Radio Update Report 6:30pm (Audio)
Air Date:02/12/2010
Democrats and Republicans are in agreement that the state needs to continue to provide educational support. For the first time in many years, South Dakota schools are seeing a growing number of student enrollment. The legislature recently killed a bill that would shift four million dollars of K-12 funding onto local property taxpayers. Lawmakers believe the state should take responsibility for educational funding which increases the budget deficit to nearly forty-million dollars. Republican Senator David Knudson says even though the lawmaker's goal is to decrease the budget deficit, education is not the area to decrease funding.
"We are going to spend more money on K-12 education in fiscal year 2011, that's just the dynamics of a growing population of students," Knudson says.
Senator Knudson says it will be a challenge to find places to cut spending and hard decisions will have to be made to decrease the budget deficit.
Governor Mike Rounds says the legislature could have less money to work with than originally planned.
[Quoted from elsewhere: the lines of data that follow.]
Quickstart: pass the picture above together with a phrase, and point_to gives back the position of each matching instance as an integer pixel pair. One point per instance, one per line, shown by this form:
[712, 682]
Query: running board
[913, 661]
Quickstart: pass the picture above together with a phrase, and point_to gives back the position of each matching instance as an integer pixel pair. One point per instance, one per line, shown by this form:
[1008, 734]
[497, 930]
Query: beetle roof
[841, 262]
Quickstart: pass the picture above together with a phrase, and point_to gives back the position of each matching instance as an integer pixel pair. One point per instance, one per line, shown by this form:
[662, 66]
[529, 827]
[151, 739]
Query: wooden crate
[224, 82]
Rounds says he expected fiscal year 2010 to be down 3.2 percent from 2009. He says based on Christmas sales, collections are now projected to be down 6.2 percent. Rounds says the legislature isn't basing the new budget on these numbers yet, because there is still another month of data to add before projections are finalized for the coming year.
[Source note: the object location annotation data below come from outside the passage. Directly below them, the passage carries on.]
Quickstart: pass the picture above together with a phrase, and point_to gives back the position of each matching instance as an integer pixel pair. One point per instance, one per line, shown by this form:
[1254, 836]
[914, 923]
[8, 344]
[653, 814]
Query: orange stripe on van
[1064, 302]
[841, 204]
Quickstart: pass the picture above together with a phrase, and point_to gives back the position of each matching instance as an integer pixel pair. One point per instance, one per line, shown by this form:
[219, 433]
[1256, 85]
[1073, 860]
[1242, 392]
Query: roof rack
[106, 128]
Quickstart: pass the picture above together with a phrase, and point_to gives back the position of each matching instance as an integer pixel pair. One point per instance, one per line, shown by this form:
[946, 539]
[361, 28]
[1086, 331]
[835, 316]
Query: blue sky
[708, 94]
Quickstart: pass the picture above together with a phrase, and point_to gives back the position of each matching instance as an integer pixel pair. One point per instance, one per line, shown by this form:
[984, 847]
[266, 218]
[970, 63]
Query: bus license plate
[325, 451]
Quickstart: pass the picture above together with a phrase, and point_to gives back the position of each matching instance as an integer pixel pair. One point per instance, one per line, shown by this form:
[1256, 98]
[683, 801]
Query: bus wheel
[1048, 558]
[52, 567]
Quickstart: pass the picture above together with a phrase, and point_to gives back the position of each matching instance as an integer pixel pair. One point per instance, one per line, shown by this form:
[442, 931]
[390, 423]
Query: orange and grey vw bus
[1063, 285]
"The revenues are not there yet, this recession clearly is not over, we have not bottomed out yet," Rounds says.
Rounds says one of the biggest issues continues to be sales and use tax. He says the revenues collected for 2010 were nearly $18 million less than actual revenues for 2009.
Rounds says he's still asking the legislature to not spend more than $32 million from the reserve funds for fiscal year 2011.